South African politician (born 1952)

Sindiswa Patricia "Kiki" Rwexana (born 22 December 1952) is a South African politician who served two non-consecutive terms in the National Assembly from 2004 to 2008 and from 2009 to 2013. She represented the African National Congress (ANC) until October 2008, when she became the first sitting MP to resign from the party and from Parliament to join the breakaway Congress of the People (COPE), which she represented during her second term. She was active in the women's wings of both parties.

== Early life ==
Rwexana was born on 22 December 1952.

== Legislative career ==

=== African National Congress: 2004–2008 ===
She was first elected to the National Assembly in 2004, standing as a candidate on the ANC's national party list. For part of the legislative term that followed, she chaired the ANC's women's caucus in the assembly. In December 2007, she was nominated to stand for election to the ANC National Executive Committee, but she was not elected. In addition, she was the national deputy secretary of the ANC Women's League until July 2008, when she was succeeded by Mpai Mogori.

Later that year, on 28 October 2008, Rwexana and Phillip Dexter announced that they were resigning from the ANC. Rwexana said:Today the ANC is very cold... It depends on which side you are supporting. The ANC we used to know is no more. The ANC that taught democracy in South Africa is no more... that taught respect to each, respect to the elderly, is no more. There’s hatred and anger in the ANC [now]. If you have a different view, you are no longer regarded as a member of the ANC. You are regarded as someone who is anti-ANC.She became the first sitting ANC MP to announce that she would join former ANC leaders Sam Shilowa and Mosiuoa Lekota at a national convention to consider political alternatives to the ANC. Because she resigned from the ANC, she lost her legislative seat the same day.

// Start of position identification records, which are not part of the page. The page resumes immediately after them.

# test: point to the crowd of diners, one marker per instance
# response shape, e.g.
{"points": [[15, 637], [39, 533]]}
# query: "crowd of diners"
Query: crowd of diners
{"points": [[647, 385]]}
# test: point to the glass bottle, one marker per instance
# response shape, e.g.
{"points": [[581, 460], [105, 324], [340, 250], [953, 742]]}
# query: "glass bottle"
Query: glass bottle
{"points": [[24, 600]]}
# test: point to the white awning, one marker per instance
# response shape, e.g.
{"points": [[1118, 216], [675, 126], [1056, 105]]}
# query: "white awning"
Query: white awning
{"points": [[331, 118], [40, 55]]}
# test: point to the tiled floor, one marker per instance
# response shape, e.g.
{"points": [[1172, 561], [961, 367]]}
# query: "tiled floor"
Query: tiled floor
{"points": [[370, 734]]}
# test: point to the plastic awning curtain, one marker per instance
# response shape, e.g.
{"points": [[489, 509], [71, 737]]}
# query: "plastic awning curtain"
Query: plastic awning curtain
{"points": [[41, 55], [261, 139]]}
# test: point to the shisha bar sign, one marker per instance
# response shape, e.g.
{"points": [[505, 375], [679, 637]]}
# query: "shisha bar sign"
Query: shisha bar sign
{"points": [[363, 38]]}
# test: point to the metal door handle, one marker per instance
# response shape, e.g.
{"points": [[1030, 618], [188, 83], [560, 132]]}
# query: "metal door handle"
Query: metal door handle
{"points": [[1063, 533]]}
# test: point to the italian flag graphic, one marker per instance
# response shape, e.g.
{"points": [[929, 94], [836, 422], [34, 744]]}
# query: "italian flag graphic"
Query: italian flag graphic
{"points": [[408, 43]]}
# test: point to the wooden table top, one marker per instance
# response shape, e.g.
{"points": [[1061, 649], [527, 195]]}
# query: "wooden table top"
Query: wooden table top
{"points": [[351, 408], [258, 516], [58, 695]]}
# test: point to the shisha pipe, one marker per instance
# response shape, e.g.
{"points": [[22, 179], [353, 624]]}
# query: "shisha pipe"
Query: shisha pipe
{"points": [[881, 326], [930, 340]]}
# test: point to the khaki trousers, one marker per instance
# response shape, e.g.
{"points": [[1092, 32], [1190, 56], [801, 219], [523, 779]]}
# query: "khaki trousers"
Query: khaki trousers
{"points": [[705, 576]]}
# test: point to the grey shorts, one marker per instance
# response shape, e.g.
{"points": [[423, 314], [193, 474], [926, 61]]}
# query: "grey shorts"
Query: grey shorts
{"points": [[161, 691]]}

=== Congress of the People: 2008–2013 ===
Shilowa and Lekota's political alternative took shape as COPE, a new opposition party, and Rwexana was appointed to its interim steering committee as the party's convenor for women. After the party was formally launched, she became head of its Women's Forum. In the next general election in 2009, she was elected to represent COPE in the National Assembly, but she again did not complete her term, resigning on 1 November 2013.